Our art district hosts more than 40 galleries, museums, studios, and shops in the three-block area in San Elizario, which represents the work of over 100 artists.
I’ve had the privilege of bringing this important piece of home to the Texas State Capitol: throughout this week, local San Elizario artwork is being displayed on the ground floor rotunda of the Capitol. On Monday, I had the opportunity to recognize local artist and San Elizario Historic Art District founder Al Borrego on the House Floor.
I am also in the application process of making San Elizario a state-recognized cultural district through the Texas Commission on the Arts. It’s an honor to be able to give our community the statewide recognition it deserves.

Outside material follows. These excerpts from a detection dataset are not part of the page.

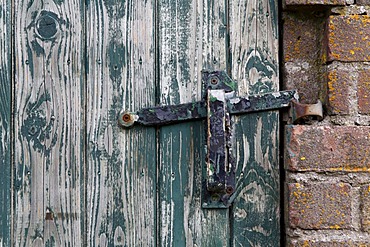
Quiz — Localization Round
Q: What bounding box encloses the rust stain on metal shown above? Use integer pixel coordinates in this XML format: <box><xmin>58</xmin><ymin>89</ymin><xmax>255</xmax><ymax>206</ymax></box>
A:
<box><xmin>291</xmin><ymin>100</ymin><xmax>323</xmax><ymax>123</ymax></box>
<box><xmin>45</xmin><ymin>208</ymin><xmax>54</xmax><ymax>220</ymax></box>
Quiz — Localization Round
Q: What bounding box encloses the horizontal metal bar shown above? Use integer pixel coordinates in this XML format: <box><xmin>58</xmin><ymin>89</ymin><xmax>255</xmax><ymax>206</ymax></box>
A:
<box><xmin>227</xmin><ymin>90</ymin><xmax>298</xmax><ymax>114</ymax></box>
<box><xmin>119</xmin><ymin>90</ymin><xmax>298</xmax><ymax>127</ymax></box>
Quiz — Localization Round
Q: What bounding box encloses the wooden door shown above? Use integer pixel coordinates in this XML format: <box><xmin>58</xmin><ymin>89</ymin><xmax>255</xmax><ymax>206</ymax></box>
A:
<box><xmin>0</xmin><ymin>0</ymin><xmax>280</xmax><ymax>247</ymax></box>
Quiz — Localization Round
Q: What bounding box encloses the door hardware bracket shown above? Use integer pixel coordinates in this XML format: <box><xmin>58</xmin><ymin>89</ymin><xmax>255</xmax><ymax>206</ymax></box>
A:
<box><xmin>118</xmin><ymin>71</ymin><xmax>323</xmax><ymax>208</ymax></box>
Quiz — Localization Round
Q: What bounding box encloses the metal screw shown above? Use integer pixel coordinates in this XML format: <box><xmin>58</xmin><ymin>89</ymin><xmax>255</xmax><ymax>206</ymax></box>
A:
<box><xmin>122</xmin><ymin>113</ymin><xmax>131</xmax><ymax>123</ymax></box>
<box><xmin>226</xmin><ymin>186</ymin><xmax>234</xmax><ymax>194</ymax></box>
<box><xmin>211</xmin><ymin>77</ymin><xmax>218</xmax><ymax>85</ymax></box>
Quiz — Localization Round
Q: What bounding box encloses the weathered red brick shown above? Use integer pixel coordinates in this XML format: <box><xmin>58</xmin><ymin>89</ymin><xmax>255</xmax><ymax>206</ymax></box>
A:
<box><xmin>361</xmin><ymin>185</ymin><xmax>370</xmax><ymax>232</ymax></box>
<box><xmin>285</xmin><ymin>125</ymin><xmax>370</xmax><ymax>172</ymax></box>
<box><xmin>328</xmin><ymin>69</ymin><xmax>352</xmax><ymax>115</ymax></box>
<box><xmin>356</xmin><ymin>0</ymin><xmax>370</xmax><ymax>5</ymax></box>
<box><xmin>288</xmin><ymin>183</ymin><xmax>352</xmax><ymax>229</ymax></box>
<box><xmin>328</xmin><ymin>15</ymin><xmax>370</xmax><ymax>62</ymax></box>
<box><xmin>288</xmin><ymin>240</ymin><xmax>370</xmax><ymax>247</ymax></box>
<box><xmin>283</xmin><ymin>11</ymin><xmax>326</xmax><ymax>103</ymax></box>
<box><xmin>285</xmin><ymin>0</ymin><xmax>346</xmax><ymax>6</ymax></box>
<box><xmin>357</xmin><ymin>70</ymin><xmax>370</xmax><ymax>114</ymax></box>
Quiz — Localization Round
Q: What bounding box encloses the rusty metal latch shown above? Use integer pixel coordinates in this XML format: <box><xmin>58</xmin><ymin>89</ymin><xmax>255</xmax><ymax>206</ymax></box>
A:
<box><xmin>118</xmin><ymin>71</ymin><xmax>323</xmax><ymax>208</ymax></box>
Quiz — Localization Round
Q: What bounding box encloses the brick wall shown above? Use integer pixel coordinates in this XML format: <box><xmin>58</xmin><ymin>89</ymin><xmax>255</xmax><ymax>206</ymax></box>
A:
<box><xmin>282</xmin><ymin>0</ymin><xmax>370</xmax><ymax>247</ymax></box>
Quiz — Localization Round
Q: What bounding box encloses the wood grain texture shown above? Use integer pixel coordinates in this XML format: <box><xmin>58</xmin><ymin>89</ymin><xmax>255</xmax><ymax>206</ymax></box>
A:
<box><xmin>13</xmin><ymin>0</ymin><xmax>85</xmax><ymax>247</ymax></box>
<box><xmin>230</xmin><ymin>0</ymin><xmax>280</xmax><ymax>246</ymax></box>
<box><xmin>158</xmin><ymin>0</ymin><xmax>230</xmax><ymax>246</ymax></box>
<box><xmin>86</xmin><ymin>0</ymin><xmax>157</xmax><ymax>246</ymax></box>
<box><xmin>0</xmin><ymin>0</ymin><xmax>12</xmax><ymax>247</ymax></box>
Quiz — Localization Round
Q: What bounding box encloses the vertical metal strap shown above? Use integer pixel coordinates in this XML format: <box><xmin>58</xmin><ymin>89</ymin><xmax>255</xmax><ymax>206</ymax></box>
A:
<box><xmin>207</xmin><ymin>89</ymin><xmax>228</xmax><ymax>192</ymax></box>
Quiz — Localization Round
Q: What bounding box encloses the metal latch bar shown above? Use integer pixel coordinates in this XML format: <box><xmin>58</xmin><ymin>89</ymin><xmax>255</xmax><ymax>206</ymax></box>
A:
<box><xmin>118</xmin><ymin>71</ymin><xmax>323</xmax><ymax>208</ymax></box>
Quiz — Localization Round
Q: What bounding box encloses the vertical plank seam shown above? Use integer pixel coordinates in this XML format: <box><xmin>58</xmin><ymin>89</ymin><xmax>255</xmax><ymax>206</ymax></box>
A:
<box><xmin>80</xmin><ymin>0</ymin><xmax>89</xmax><ymax>246</ymax></box>
<box><xmin>8</xmin><ymin>0</ymin><xmax>16</xmax><ymax>243</ymax></box>
<box><xmin>153</xmin><ymin>1</ymin><xmax>161</xmax><ymax>246</ymax></box>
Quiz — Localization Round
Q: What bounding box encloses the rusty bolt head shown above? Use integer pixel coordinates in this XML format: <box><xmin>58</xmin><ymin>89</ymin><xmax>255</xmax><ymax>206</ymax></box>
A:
<box><xmin>209</xmin><ymin>76</ymin><xmax>219</xmax><ymax>85</ymax></box>
<box><xmin>226</xmin><ymin>186</ymin><xmax>234</xmax><ymax>194</ymax></box>
<box><xmin>122</xmin><ymin>113</ymin><xmax>131</xmax><ymax>123</ymax></box>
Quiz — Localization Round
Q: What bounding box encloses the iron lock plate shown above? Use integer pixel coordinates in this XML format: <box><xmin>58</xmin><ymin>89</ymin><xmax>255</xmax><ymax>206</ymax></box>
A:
<box><xmin>118</xmin><ymin>71</ymin><xmax>323</xmax><ymax>208</ymax></box>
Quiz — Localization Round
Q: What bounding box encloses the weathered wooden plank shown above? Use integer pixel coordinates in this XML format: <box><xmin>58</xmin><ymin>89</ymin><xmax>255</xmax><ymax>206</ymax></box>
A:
<box><xmin>158</xmin><ymin>0</ymin><xmax>230</xmax><ymax>246</ymax></box>
<box><xmin>230</xmin><ymin>0</ymin><xmax>280</xmax><ymax>246</ymax></box>
<box><xmin>13</xmin><ymin>0</ymin><xmax>85</xmax><ymax>246</ymax></box>
<box><xmin>0</xmin><ymin>0</ymin><xmax>11</xmax><ymax>247</ymax></box>
<box><xmin>86</xmin><ymin>0</ymin><xmax>157</xmax><ymax>246</ymax></box>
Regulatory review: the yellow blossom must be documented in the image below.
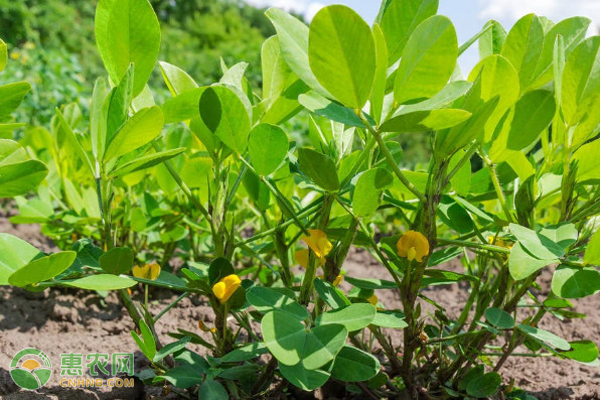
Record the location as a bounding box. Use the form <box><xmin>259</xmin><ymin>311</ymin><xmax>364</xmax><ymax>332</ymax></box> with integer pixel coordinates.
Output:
<box><xmin>302</xmin><ymin>229</ymin><xmax>333</xmax><ymax>265</ymax></box>
<box><xmin>488</xmin><ymin>236</ymin><xmax>513</xmax><ymax>249</ymax></box>
<box><xmin>213</xmin><ymin>274</ymin><xmax>242</xmax><ymax>303</ymax></box>
<box><xmin>367</xmin><ymin>295</ymin><xmax>379</xmax><ymax>307</ymax></box>
<box><xmin>396</xmin><ymin>231</ymin><xmax>429</xmax><ymax>262</ymax></box>
<box><xmin>332</xmin><ymin>275</ymin><xmax>344</xmax><ymax>286</ymax></box>
<box><xmin>198</xmin><ymin>319</ymin><xmax>215</xmax><ymax>332</ymax></box>
<box><xmin>317</xmin><ymin>275</ymin><xmax>344</xmax><ymax>286</ymax></box>
<box><xmin>133</xmin><ymin>263</ymin><xmax>160</xmax><ymax>281</ymax></box>
<box><xmin>294</xmin><ymin>249</ymin><xmax>308</xmax><ymax>268</ymax></box>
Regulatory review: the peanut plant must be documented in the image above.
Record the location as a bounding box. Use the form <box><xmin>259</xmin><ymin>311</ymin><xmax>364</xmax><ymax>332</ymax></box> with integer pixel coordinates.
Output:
<box><xmin>0</xmin><ymin>0</ymin><xmax>600</xmax><ymax>399</ymax></box>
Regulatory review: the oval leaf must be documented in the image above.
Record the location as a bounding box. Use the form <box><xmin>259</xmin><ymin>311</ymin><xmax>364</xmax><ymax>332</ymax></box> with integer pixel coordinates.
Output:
<box><xmin>248</xmin><ymin>124</ymin><xmax>289</xmax><ymax>175</ymax></box>
<box><xmin>261</xmin><ymin>311</ymin><xmax>306</xmax><ymax>365</ymax></box>
<box><xmin>315</xmin><ymin>303</ymin><xmax>377</xmax><ymax>332</ymax></box>
<box><xmin>394</xmin><ymin>15</ymin><xmax>458</xmax><ymax>104</ymax></box>
<box><xmin>308</xmin><ymin>5</ymin><xmax>375</xmax><ymax>109</ymax></box>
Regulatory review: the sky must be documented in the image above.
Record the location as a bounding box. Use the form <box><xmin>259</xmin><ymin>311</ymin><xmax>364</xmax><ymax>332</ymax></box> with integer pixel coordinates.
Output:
<box><xmin>246</xmin><ymin>0</ymin><xmax>600</xmax><ymax>75</ymax></box>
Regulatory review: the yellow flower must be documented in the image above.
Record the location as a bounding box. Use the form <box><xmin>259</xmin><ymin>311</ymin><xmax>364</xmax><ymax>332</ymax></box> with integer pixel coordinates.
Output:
<box><xmin>488</xmin><ymin>236</ymin><xmax>513</xmax><ymax>249</ymax></box>
<box><xmin>133</xmin><ymin>263</ymin><xmax>160</xmax><ymax>281</ymax></box>
<box><xmin>317</xmin><ymin>275</ymin><xmax>344</xmax><ymax>286</ymax></box>
<box><xmin>332</xmin><ymin>275</ymin><xmax>344</xmax><ymax>286</ymax></box>
<box><xmin>302</xmin><ymin>229</ymin><xmax>333</xmax><ymax>265</ymax></box>
<box><xmin>198</xmin><ymin>319</ymin><xmax>215</xmax><ymax>332</ymax></box>
<box><xmin>396</xmin><ymin>231</ymin><xmax>429</xmax><ymax>262</ymax></box>
<box><xmin>294</xmin><ymin>249</ymin><xmax>308</xmax><ymax>268</ymax></box>
<box><xmin>367</xmin><ymin>295</ymin><xmax>379</xmax><ymax>307</ymax></box>
<box><xmin>213</xmin><ymin>274</ymin><xmax>242</xmax><ymax>303</ymax></box>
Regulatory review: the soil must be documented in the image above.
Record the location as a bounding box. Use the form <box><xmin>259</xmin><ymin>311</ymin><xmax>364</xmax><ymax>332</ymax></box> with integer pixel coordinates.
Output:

Bringing dairy farms back to El Paso County
We are closer than we’ve ever been in over a decade to bringing the dairy farm industry back to El Paso County.
Last Thursday I passed a bill through the House that will determine the impact of dairy farming in El Paso County. This has been one of my top priorities since taking office and I’m happy to have been successful so far.
We’ve received a significant amount of support throughout El Paso County, as well as coverage on the local, state, and national level about this issue. HB 1081 will require the Texas Animal Health Commission to determine the current risk for Bovine Tuberculosis in the state if dairy farming were to resume in El Paso County. After over a decade, we are the only county in the entire nation that is banned from dairy farming.
With new policies and updated technology, this is the most sensible approach in making sure we have the most accurate information possible. In doing this, we can determine that dairy farming in El Paso County is as safe as it is in Hudspeth County and Doña Ana County, New Mexico.
Our county was once one of the top five milk-producing counties in Texas, and responsible for five percent of the milk production in the United States.
Dairy in El Paso was once a 40-million-dollar a year industry. It provided for hundreds of jobs in our community– not only directly through the farms, but also by growing crops like alfalfa, corn, and sorghum that helped sustain dairy farming in El Paso County.
I anticipate moving this bill through the Senate and sending it to the Governor’s desk.